Gauteng Idiops Trapdoor Spider
- Conservation status: Least Concern (SANBI Red List)

Scientific classification
- Kingdom: Animalia
- Phylum: Arthropoda
- Subphylum: Chelicerata
- Class: Arachnida
- Order: Araneae
- Infraorder: Mygalomorphae
- Family: Idiopidae
- Genus: Idiops
- Species: I. fryi
- Binomial name: Idiops fryi (Purcell, 1903)
- Synonyms: Acanthodon fryi Purcell, 1903 ;

= Idiops fryi =

- Authority: (Purcell, 1903)
- Conservation status: LC

Species of spider

Idiops fryi is a species of spider in the family Idiopidae. It is endemic to South Africa and is commonly known as the Gauteng Idiops trapdoor spider.

==Distribution==
Idiops fryi is recorded from three provinces in South Africa: Gauteng, Free State, and North West. The species occurs at altitudes ranging from 1,171 to 1,762 m above sea level.

==Habitat and ecology==
The species inhabits the Grassland and Savanna biomes. It lives in silk-lined burrows closed with a trapdoor.

==Description==

Idiops fryi is known only from females. The carapace is brown, paler mesially behind. The chelicerae are dark reddish. The legs are brown, with the tibiae, metatarsi, and tarsi of the anterior legs and the tibia and tarsus of the pedipalps darker.
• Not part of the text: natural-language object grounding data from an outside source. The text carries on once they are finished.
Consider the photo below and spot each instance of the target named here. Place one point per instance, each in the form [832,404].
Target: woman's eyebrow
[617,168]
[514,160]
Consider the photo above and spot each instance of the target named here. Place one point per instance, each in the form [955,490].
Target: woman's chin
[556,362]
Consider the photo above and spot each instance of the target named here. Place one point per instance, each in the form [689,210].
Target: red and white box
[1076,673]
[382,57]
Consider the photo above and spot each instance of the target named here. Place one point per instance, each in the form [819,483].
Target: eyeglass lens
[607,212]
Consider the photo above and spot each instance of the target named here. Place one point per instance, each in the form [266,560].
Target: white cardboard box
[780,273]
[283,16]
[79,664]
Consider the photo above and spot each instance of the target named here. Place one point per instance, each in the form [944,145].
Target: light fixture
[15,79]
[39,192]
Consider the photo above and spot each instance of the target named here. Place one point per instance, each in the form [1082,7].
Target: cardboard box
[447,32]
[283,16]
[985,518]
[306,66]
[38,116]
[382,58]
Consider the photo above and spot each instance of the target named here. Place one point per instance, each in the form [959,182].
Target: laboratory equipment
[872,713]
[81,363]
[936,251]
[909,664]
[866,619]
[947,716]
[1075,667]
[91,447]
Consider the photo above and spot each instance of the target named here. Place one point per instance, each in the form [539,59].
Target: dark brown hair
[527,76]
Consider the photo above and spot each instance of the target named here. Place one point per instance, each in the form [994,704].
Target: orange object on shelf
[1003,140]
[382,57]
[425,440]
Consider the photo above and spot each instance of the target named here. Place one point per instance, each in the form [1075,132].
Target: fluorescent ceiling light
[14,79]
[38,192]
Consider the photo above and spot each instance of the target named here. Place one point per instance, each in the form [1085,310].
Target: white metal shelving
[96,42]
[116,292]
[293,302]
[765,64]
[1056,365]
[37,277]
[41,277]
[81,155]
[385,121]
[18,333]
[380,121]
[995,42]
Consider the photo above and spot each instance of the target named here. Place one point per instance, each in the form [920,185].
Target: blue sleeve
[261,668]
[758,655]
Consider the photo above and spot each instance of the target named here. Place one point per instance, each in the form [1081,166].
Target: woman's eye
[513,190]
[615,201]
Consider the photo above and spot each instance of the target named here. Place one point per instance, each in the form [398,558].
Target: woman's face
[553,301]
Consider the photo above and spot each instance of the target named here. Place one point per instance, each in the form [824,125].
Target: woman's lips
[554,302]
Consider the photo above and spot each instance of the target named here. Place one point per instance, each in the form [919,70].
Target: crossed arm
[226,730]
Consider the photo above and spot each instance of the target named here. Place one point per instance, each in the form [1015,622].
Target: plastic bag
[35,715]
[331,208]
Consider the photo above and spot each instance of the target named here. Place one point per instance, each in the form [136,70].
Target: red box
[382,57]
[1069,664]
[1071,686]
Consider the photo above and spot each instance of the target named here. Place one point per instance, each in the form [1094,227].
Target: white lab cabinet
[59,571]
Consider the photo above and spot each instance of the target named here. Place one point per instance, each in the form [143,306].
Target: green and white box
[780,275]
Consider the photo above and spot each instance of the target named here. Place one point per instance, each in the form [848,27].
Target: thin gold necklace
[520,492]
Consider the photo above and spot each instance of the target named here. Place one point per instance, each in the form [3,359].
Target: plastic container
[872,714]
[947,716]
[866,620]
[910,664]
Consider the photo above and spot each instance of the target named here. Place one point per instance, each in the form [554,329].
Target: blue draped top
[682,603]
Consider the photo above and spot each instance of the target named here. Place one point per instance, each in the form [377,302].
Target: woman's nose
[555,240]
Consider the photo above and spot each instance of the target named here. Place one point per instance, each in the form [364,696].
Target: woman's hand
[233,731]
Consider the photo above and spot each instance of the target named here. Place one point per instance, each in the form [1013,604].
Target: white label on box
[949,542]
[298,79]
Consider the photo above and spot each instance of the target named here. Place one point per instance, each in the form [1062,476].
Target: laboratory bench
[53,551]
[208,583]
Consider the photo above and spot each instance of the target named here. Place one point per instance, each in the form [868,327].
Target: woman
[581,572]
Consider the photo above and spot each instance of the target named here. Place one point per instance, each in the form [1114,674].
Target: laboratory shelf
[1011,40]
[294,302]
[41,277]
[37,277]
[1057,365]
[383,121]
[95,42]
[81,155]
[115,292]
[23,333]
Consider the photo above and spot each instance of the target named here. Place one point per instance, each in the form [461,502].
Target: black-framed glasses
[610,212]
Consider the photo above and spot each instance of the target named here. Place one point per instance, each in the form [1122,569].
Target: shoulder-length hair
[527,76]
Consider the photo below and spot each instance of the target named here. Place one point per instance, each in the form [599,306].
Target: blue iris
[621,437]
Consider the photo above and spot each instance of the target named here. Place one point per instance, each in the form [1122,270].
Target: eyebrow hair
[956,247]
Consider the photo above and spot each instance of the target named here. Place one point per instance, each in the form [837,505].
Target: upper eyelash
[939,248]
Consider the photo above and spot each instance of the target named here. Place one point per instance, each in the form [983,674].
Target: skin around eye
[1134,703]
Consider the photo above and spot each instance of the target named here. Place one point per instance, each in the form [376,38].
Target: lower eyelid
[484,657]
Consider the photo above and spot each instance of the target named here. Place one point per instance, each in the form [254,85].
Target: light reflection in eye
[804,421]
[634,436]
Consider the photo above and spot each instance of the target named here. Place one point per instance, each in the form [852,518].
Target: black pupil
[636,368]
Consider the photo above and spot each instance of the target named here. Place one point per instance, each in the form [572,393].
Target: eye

The abdomen is black, with the underside paler. Total length is 35 mm.

==Conservation==
Idiops fryi is listed as Least Concern by the South African National Biodiversity Institute. The species is threatened by habitat loss to urban development and crop cultivation in parts of its range, but is protected in several nature reserves including Ezemvelo Nature Reserve, Roodeplaatdam Nature Reserve, Pilanesberg Nature Reserve, and Kgasmane Nature Reserve.

==Taxonomy==
The species was originally described by William Frederick Purcell in 1903 as Acanthodon fryi from Johannesburg. The species has not been revised and more sampling is needed to collect males and determine the species' range.